Dans les Côtes du Rhône, le contrat nouvelle embauche rencontre un franc succès. En revanche, il n'intéresse pas les Champenois. Leur syndicat les incite à se méfier de l'apparente facilité avec laquelle l'employeur peut rompre ce contrat.
'Lorsqu'un employeur veut embaucher en dehors du cadre saisonnier, nous lui proposons automatiquement un contrat nouvelle embauche (CNE), explique Valérie Olivari, du Syndicat général des vignerons des Côtes du Rhône. Il n'offre que des avantages, mis à part l'indemnité de rupture de 8 %. ' Il a sécurisé les viticulteurs qui avaient besoin de main-d'oeuvre. Depuis la création du contrat, en août cette année, Valérie Olivari en a rédigé une dizaine pour l'embauche d'ouvriers viticoles dans le Vaucluse. Elle n'a plus préparé le moindre contrat à durée indéterminée classique (CDI).
Dans le Gard, le nouveau contrat semble encore plus positif. Au centre de gestion agréé de ce département, Nicole Legac estime qu'il exerce un effet de levier sur l'emploi : ' Entre septembre et novembre, nous avons fait plus de contrats de travail que les années précédentes à la même époque. ' Ils ont servi à recruter des secrétaires, des employés de caveaux de vente et des ouvriers agricoles.
En ces temps de crise, les CDI apparaissent trop risqués aux employeurs. De plus, dans le Gard, ils sont assortis d'une courte période d'essai : un mois pour un ouvrier exécutant. Pour beaucoup de viticulteurs, c'est insuffisant.
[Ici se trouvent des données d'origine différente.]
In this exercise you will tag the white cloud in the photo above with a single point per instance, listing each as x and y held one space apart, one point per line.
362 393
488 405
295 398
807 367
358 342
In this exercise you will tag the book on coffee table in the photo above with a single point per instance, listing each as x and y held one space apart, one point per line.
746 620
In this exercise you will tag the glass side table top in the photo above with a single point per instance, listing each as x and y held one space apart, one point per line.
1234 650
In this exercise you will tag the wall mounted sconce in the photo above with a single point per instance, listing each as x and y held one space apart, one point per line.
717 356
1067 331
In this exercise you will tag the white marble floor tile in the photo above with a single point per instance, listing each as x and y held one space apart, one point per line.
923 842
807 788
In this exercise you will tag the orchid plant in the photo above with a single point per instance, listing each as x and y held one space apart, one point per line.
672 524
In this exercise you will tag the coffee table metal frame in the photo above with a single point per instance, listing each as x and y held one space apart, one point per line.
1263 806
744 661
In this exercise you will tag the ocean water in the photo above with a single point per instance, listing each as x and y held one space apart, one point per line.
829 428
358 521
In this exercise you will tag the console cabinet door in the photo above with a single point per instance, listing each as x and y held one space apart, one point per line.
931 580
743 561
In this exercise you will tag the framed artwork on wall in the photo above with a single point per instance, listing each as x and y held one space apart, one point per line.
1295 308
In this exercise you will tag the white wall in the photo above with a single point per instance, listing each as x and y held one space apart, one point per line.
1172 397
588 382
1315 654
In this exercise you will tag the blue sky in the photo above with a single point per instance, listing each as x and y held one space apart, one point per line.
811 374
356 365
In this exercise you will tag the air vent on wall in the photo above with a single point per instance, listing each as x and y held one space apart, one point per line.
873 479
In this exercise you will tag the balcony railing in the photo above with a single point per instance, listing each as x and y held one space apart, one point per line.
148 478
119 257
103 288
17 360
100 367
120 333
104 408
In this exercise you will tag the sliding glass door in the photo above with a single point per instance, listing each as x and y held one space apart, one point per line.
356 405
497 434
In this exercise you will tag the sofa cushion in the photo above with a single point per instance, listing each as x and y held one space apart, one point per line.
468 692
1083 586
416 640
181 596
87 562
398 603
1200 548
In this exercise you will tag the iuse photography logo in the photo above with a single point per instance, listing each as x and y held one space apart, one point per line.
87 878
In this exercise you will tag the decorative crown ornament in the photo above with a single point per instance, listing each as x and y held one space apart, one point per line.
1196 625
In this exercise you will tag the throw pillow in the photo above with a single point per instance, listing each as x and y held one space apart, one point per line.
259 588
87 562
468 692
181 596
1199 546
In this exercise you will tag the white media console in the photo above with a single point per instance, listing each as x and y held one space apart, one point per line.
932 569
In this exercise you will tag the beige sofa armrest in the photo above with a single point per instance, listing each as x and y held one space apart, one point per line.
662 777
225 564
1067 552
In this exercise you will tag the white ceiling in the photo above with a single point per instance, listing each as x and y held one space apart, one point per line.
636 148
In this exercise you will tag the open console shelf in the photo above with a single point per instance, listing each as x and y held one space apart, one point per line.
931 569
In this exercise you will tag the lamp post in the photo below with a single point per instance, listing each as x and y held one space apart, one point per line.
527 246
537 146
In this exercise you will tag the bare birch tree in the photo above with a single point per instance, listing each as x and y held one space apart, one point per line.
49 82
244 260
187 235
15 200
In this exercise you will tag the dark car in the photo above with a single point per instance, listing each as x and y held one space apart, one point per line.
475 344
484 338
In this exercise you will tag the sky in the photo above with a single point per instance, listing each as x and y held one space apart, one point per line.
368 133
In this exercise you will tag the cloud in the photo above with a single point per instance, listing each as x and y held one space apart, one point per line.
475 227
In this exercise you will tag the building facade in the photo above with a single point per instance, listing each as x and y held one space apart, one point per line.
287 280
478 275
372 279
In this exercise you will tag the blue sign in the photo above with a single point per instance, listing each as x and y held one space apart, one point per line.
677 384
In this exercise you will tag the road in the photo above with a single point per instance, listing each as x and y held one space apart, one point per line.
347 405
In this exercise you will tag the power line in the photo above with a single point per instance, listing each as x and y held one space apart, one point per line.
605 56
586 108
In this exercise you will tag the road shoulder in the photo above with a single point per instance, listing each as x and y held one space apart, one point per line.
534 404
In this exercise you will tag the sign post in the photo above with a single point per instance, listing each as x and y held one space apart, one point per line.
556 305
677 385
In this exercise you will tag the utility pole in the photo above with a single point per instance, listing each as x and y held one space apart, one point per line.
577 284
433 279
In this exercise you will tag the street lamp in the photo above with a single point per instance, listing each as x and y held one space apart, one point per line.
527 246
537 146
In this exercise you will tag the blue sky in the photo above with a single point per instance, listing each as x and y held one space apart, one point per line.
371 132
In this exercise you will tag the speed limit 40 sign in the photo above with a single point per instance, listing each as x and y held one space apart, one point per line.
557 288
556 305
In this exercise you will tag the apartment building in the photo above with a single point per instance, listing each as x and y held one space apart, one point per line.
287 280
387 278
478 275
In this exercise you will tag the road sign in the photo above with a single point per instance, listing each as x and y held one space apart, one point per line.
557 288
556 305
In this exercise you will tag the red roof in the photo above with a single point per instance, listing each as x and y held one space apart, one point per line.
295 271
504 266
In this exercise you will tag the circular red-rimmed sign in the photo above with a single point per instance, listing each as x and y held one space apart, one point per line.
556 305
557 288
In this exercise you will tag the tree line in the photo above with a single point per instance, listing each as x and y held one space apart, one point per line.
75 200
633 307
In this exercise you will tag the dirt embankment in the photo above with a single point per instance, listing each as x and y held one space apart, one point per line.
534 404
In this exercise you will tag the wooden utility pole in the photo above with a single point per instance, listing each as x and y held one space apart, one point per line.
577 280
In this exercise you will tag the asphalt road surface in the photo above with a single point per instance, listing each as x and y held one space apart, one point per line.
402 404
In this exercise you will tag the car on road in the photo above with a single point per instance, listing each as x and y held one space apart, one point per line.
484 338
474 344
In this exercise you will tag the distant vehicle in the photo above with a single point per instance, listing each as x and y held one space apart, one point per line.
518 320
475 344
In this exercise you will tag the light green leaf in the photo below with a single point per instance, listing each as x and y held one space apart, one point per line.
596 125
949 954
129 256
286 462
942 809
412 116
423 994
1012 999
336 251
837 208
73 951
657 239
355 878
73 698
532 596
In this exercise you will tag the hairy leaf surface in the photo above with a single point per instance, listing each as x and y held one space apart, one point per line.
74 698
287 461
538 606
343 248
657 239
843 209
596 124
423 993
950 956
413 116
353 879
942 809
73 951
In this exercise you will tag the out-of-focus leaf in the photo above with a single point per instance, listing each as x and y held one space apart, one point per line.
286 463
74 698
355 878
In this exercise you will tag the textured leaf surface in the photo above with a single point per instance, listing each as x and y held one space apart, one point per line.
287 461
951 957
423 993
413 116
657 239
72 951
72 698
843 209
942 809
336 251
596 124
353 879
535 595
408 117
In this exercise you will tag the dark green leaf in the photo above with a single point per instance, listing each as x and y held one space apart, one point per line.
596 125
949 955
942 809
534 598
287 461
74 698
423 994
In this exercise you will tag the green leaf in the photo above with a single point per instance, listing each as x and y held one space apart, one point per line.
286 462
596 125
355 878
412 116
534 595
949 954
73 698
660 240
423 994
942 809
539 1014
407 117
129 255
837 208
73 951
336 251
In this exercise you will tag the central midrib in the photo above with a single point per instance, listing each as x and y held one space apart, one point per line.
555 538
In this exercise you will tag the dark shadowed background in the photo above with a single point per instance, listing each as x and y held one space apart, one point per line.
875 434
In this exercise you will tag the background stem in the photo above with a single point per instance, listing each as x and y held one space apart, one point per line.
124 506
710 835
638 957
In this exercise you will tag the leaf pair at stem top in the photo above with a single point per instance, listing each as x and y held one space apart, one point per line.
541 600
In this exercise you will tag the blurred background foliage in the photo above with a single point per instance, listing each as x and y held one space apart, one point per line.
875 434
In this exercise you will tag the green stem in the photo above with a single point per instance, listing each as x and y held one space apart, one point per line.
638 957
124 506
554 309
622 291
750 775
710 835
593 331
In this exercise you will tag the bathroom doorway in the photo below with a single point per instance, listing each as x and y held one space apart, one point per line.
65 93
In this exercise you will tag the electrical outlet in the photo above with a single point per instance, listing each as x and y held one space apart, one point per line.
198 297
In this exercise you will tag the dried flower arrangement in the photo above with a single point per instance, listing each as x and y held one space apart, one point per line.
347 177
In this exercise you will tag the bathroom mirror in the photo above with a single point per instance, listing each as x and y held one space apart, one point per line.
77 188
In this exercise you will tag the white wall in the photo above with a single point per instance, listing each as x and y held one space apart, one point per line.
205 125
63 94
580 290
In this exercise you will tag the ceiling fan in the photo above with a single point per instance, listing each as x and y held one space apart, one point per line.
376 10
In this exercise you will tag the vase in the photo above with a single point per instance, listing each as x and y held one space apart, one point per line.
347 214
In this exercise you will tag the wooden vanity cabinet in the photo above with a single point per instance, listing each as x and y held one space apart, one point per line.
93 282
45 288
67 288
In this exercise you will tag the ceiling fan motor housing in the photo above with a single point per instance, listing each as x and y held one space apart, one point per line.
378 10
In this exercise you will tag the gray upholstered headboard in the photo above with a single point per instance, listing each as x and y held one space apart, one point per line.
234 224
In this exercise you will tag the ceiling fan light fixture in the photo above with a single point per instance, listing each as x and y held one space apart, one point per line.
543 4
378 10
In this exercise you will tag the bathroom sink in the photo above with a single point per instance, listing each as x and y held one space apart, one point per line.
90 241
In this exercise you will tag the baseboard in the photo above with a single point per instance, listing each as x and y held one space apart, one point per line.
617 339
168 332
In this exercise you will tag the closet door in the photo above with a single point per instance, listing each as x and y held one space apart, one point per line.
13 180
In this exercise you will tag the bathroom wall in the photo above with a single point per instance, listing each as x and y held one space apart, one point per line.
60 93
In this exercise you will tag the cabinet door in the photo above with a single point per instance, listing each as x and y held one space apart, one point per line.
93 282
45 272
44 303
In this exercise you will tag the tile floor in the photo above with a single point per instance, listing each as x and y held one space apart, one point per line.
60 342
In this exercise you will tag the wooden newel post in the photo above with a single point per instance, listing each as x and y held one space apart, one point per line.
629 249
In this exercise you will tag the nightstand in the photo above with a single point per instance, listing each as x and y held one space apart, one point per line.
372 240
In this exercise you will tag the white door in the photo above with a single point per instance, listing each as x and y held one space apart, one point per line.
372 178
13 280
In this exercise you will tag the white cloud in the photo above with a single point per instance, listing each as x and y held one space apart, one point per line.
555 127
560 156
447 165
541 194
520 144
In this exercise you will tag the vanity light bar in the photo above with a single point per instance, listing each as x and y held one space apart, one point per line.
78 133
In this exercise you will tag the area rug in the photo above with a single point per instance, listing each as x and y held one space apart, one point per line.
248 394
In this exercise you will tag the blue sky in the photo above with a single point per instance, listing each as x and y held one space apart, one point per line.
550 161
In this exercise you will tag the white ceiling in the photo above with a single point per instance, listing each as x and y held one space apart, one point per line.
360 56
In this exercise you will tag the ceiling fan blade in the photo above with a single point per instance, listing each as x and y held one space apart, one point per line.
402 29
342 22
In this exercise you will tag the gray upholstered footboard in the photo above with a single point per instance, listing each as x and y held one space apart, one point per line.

Avec le CNE, ils pensent avoir deux ans devant eux. En effet, pendant les deux années qui suivent la signature du contrat, ils peuvent à tout moment y mettre fin par une lettre avec accusé de réception. Ils n'ont pas à justifier leur décision, ni à organiser un entretien de licenciement avec le salarié. Mais Nicole Legac met en garde : ' L'apparente simplicité de rupture du contrat nouvelle embauche ne les dispense pas de préparer un dossier sur lequel ils s'appuieront en cas de contentieux. '
Au Syndicat général des vignerons de Champagne, Janick Léger appelle aussi à la prudence. ' Dans l'esprit des gens, le CNE est un contrat de travail avec une période d'essai de deux ans. Ils se disent : c'est merveilleux, on va tester le salarié sur toute une campagne, voir comment il taille, puis comment il conduit l'enjambeur. Mais c'est faux. ' Une circulaire ministérielle du 25 août interdit d'assortir le CNE d'une période d'essai. ' C'est un contrat de consolidation ', explique Janick Léger. Le gouvernement donne deux ans aux petites entreprises pour viabiliser les postes qu'elles créent.
' Le CNE dispense de respecter la procédure habituelle de licenciement uniquement dans le cadre d'un motif économique ', poursuit Janick Léger. En Champagne, les entreprises ne risquent pas d'avoir à prendre ce genre de mesure. De ce fait, le nouveau contrat s'avère moins intéressant que le CDI, qui est assorti d'une période d'essai de trois mois pour un ouvrier qualifié et de six mois pour un ouvrier hautement qualifié.
Après une rupture de CNE, rien n'empêche le salarié de demander des explications, ni d'aller devant les prud'hommes. Si le motif est économique, les choses sont claires. Il n'aura que l'indemnité de 8 %. Si le motif est disciplinaire, elles le sont également. En aucun cas, on ne peut se contenter d'une lettre avec accusé de réception. Il faut absolument respecter la procédure usuelle prévue par le code du travail (article L 122-40).
Sur son site internet, le ministère du Travail prévient qu'il y a d'autres limites aux possibilités de rompre un CNE. La rupture ne peut pas être discriminatoire. Cela signifie qu'elle ne peut pas être motivée par ' l'état de santé, les moeurs, la race, le sexe ou la participation à une grève ' du salarié. Elle ne peut pas non plus se résumer à un abus de droit. En clair, il est interdit de se séparer de quelqu'un, juste avant la fin des deux ans, pour la seule raison d'éviter de l'embaucher définitivement.